Dodd-Frank Rules Slow at SEC After Court Cost-Benefit Challenge
March 7, 2012
Less than halfway through the process of implementing the 2010 Dodd-Frank Act, the pace of rule-writing by the U.S. Securities and Exchange Commission has slowed by about half.
The agency’s five commissioners haven’t met once in the last four months to approve or propose regulations required under Dodd-Frank, designed to curb the kind of risky practices that fueled the 2008 financial crisis.
SEC Chairman Mary Schapiro told reporters in Washington last month, “It’s easier to propose rules than it is to adopt them.” Photographer: Joshua Roberts/Bloomberg
SEC Chairman Mary Schapiro acknowledged the slowdown, describing it as a “natural lull” after an initial gush of proposals.
“It’s easier to propose rules than it is to adopt them,” Schapiro told reporters in Washington last month, particularly after a court rejected one agency rule over its costs.
The rule-making holdup is extending a period of uncertainty for affected firms -- some welcome the delay of unwelcome regulations, others would prefer clarity.
Tom Quaadman, vice president of the U.S. Chamber of Commerce’s Center for Capital Markets Competitiveness, described the law as imposing “impossible deadlines.”
“They’ve given them a 2,400-page piece of legislation that really directs the regulators to do all the hard work,” Quaadman said.
Among the rules in limbo are the so-called Volcker rule to ban banks’ proprietary trading, restrictions on asset-backed securities deals, and forcing firms to disclose whether manufacturing metals were mined in war-ravaged parts of Africa.
Enacted in 2010, Dodd-Frank requires U.S. regulators to write hundreds of new rules to revamp how the financial sector does business, and more of those rules were assigned to the SEC than any other agency.
In the first year after the law’s passage, the agency voted to approve 108 proposals, adoptions and rule concept releases, according to data compiled by Bloomberg, most of them related to Dodd-Frank. That’s an average of nine per month.
Since the law’s one-year anniversary July 21, the register has recorded only 39 rulemaking SEC votes, or about 5.3 a month, the data show.

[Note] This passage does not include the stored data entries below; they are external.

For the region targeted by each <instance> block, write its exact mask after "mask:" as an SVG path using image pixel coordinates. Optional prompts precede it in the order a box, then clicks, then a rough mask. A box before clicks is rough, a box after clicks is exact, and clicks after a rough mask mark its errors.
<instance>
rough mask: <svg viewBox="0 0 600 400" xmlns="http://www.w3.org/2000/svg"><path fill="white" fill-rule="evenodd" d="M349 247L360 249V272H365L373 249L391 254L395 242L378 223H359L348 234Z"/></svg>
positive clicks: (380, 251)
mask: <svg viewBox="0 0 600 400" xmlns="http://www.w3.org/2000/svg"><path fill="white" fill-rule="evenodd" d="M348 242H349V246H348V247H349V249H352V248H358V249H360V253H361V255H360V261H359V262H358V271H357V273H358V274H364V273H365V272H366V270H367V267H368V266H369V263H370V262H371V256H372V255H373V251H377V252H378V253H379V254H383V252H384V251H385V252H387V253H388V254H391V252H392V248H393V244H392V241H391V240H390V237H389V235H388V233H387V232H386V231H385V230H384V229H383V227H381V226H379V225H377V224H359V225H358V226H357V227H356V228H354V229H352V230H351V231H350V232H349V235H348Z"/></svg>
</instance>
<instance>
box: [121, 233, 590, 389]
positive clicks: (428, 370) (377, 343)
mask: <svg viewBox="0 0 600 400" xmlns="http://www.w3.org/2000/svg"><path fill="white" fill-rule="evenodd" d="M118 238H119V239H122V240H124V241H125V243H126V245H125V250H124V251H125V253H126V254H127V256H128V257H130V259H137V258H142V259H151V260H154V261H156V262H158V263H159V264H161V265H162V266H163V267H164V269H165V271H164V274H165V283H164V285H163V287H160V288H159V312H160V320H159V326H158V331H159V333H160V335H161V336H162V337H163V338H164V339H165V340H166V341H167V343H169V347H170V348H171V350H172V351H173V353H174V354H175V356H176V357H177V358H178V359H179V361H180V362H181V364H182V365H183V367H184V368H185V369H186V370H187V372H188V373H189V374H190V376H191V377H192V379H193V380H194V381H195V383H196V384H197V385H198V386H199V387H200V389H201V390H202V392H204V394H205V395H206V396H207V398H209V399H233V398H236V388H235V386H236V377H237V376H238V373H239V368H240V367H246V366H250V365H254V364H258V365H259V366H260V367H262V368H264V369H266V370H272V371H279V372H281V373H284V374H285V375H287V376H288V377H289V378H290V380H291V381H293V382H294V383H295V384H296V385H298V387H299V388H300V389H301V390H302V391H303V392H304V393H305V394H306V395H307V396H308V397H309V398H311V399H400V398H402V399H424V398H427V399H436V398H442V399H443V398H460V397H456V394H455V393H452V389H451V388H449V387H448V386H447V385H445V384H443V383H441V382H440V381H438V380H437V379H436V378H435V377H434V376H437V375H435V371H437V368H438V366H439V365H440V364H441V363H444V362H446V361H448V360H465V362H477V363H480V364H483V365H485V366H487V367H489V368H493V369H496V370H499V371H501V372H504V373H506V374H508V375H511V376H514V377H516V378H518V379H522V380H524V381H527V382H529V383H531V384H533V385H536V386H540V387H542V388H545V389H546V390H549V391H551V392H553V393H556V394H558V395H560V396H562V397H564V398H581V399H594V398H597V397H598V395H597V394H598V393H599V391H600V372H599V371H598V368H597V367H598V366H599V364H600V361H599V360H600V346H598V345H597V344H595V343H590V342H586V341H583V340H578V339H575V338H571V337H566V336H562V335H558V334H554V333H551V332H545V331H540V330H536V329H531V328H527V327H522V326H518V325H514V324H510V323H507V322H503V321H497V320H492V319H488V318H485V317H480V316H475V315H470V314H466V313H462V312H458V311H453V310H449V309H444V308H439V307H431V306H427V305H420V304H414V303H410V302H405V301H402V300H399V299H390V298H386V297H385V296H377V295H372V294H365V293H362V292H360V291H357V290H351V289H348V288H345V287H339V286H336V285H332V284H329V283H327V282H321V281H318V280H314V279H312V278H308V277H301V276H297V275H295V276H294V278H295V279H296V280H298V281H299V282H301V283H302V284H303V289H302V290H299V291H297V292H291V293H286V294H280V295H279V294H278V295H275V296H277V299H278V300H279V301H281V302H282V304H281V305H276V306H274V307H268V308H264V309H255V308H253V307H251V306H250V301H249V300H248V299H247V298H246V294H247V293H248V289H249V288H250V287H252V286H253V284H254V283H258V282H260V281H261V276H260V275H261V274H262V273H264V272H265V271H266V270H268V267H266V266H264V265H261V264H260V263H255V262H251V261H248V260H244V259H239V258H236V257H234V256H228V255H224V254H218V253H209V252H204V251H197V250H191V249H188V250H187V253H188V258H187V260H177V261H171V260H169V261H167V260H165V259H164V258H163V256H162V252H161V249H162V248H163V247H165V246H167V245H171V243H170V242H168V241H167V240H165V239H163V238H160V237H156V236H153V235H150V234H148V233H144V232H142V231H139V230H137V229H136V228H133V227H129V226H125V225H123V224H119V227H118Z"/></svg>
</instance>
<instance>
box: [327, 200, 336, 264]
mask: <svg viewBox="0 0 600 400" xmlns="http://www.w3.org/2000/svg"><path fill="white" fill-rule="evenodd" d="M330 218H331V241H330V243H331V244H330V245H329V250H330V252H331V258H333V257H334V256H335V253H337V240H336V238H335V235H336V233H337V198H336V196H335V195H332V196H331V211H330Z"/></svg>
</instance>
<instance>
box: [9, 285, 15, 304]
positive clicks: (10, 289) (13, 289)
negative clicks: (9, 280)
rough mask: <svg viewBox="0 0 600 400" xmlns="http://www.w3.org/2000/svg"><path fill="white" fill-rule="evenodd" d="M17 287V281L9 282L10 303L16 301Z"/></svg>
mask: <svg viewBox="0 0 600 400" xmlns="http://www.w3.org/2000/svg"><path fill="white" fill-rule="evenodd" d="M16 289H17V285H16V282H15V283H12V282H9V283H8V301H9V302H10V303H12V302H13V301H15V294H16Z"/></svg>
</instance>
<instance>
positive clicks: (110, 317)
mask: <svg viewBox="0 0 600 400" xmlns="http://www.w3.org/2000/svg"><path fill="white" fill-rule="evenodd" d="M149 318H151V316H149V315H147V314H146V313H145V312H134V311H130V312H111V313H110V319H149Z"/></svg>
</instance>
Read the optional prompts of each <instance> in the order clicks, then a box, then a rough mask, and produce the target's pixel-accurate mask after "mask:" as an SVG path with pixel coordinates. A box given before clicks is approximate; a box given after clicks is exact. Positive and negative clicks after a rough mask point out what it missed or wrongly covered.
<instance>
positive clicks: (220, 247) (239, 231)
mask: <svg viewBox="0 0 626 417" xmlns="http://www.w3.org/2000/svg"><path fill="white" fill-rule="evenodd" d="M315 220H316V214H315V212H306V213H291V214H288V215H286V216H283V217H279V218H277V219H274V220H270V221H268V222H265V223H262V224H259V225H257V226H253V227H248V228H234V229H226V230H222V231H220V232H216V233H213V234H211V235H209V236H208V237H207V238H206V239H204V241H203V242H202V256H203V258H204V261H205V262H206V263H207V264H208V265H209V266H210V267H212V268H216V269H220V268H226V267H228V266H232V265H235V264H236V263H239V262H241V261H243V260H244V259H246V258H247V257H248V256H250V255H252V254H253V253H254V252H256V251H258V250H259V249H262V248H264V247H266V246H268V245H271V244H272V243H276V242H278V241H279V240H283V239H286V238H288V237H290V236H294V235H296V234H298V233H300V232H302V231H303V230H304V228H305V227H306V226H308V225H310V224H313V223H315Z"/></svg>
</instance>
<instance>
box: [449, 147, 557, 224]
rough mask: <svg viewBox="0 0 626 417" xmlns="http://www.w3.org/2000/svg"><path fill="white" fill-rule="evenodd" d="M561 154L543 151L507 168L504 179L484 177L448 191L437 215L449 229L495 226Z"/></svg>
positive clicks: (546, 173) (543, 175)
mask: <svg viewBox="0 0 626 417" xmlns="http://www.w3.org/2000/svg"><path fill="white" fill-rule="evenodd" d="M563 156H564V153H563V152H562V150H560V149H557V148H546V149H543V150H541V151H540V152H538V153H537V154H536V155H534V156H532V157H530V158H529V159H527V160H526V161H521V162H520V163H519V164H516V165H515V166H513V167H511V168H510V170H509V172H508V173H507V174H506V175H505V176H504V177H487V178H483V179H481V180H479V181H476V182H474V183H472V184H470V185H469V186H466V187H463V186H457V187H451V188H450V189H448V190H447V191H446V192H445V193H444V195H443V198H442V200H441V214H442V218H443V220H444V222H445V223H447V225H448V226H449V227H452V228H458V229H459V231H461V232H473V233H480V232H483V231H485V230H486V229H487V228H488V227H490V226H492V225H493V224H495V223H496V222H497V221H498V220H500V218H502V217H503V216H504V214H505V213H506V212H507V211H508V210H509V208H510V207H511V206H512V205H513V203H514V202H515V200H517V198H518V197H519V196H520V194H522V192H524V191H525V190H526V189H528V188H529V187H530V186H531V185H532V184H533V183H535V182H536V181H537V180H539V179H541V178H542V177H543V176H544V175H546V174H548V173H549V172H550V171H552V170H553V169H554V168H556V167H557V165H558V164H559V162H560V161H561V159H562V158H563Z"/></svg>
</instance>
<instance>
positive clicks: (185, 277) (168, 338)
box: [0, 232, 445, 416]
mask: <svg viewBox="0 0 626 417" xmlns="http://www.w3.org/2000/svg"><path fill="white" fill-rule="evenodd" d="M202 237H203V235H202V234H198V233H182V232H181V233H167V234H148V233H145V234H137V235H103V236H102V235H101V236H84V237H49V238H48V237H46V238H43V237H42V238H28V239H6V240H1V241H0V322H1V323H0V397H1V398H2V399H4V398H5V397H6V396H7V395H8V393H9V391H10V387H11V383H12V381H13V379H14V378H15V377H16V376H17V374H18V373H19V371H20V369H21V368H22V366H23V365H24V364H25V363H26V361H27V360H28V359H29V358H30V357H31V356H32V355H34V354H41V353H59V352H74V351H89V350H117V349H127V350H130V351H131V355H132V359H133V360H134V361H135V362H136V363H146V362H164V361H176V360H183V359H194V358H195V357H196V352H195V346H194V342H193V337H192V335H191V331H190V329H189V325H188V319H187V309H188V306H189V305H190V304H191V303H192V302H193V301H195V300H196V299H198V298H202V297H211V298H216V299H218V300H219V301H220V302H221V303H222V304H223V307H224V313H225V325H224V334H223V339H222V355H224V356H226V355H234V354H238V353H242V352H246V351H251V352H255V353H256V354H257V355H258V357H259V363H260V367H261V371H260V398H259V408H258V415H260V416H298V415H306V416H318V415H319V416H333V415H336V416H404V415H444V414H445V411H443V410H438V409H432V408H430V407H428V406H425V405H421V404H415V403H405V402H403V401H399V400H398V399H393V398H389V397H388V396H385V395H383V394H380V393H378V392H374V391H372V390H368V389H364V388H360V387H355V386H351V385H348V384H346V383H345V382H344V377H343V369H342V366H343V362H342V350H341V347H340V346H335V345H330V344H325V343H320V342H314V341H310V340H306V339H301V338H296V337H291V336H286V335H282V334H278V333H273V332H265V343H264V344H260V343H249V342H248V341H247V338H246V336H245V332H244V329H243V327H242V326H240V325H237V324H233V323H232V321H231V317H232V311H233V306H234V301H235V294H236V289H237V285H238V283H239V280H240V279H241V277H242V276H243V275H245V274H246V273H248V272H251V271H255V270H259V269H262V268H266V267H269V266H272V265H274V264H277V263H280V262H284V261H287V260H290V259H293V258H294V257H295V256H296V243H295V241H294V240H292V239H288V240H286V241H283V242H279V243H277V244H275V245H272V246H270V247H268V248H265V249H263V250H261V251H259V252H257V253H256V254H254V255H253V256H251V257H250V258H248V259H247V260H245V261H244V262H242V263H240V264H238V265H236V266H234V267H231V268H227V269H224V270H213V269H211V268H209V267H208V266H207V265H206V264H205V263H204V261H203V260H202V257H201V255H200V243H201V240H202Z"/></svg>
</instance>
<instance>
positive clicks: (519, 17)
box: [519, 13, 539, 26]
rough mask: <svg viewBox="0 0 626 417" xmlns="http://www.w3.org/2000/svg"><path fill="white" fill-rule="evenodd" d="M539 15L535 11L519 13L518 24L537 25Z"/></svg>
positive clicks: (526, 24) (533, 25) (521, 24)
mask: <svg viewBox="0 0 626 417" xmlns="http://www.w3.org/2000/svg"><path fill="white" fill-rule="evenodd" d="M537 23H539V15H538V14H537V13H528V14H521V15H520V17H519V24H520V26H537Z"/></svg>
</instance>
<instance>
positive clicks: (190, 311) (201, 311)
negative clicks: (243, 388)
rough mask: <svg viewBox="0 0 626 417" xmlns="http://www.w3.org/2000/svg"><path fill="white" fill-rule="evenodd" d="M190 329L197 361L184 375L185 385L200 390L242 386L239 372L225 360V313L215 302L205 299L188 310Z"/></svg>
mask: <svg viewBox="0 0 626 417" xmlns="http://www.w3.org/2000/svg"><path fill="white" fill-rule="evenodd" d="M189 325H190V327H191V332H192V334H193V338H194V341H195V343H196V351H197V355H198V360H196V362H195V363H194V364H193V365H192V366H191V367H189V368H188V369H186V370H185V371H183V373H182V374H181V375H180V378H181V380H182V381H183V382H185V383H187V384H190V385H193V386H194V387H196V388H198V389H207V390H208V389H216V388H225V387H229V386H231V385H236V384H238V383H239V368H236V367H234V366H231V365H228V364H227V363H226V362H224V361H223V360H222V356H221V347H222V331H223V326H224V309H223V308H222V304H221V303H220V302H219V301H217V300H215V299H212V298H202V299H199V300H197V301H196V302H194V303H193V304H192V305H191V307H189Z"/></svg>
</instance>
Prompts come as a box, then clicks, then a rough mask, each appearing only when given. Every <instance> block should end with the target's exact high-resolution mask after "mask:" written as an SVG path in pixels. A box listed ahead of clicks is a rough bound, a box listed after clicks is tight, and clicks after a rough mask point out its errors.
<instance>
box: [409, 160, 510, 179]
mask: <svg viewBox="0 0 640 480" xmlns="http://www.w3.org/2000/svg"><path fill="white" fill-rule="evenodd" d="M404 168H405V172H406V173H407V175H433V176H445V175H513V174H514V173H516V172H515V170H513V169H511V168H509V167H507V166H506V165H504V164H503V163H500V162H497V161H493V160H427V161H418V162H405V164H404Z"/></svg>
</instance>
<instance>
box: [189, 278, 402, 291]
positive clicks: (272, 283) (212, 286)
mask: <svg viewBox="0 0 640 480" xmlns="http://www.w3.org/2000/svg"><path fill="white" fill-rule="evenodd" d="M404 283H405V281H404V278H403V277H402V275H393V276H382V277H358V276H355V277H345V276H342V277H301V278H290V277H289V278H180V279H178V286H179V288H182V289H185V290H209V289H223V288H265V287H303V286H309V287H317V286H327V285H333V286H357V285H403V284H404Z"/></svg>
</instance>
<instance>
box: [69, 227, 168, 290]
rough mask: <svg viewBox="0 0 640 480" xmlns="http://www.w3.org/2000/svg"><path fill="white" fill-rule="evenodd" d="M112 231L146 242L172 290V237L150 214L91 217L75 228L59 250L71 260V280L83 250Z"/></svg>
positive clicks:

Much of the recent activity has taken place behind closed doors, adding to the appearance of a slowdown. Since Oct. 26, the agency has adopted only nine rules and did so without holding a single public meeting, conducting the votes by paper ballot.
Schapiro offered several explanations for the SEC’s slower pace, including the complexity and high volume of public comments on recent rules, and the fact that a new commissioner joined the five-person panel last November.
The most important factor cited both by Schapiro and agency observers, however, is legal. Last July, the U.S. Court of Appeals rejected an SEC rule that would have made it easier for shareholders to insert board candidates onto public-company ballots, saying the agency failed to adequately assess the costs.
The rejection of the so-called proxy access rule made all future SEC rules vulnerable to a similar challenge, forcing Schapiro and her agency to redouble efforts to study cost- benefit effects.
“We are clearly taking more time on cost-benefit analysis,” Schapiro said.
The court decision was “like sticking a two-by-four in the spokes” of SEC rulemaking, said Lynn E. Turner, a former chief accountant at the agency who is now managing director of Litinomics Inc., an economic and legal consulting firm. “I think it’s going to get worse, not better.”
Congress may exacerbate the problem, he noted: A House committee recently approved a bill that would demand a more rigorous cost-benefit justification for each rule.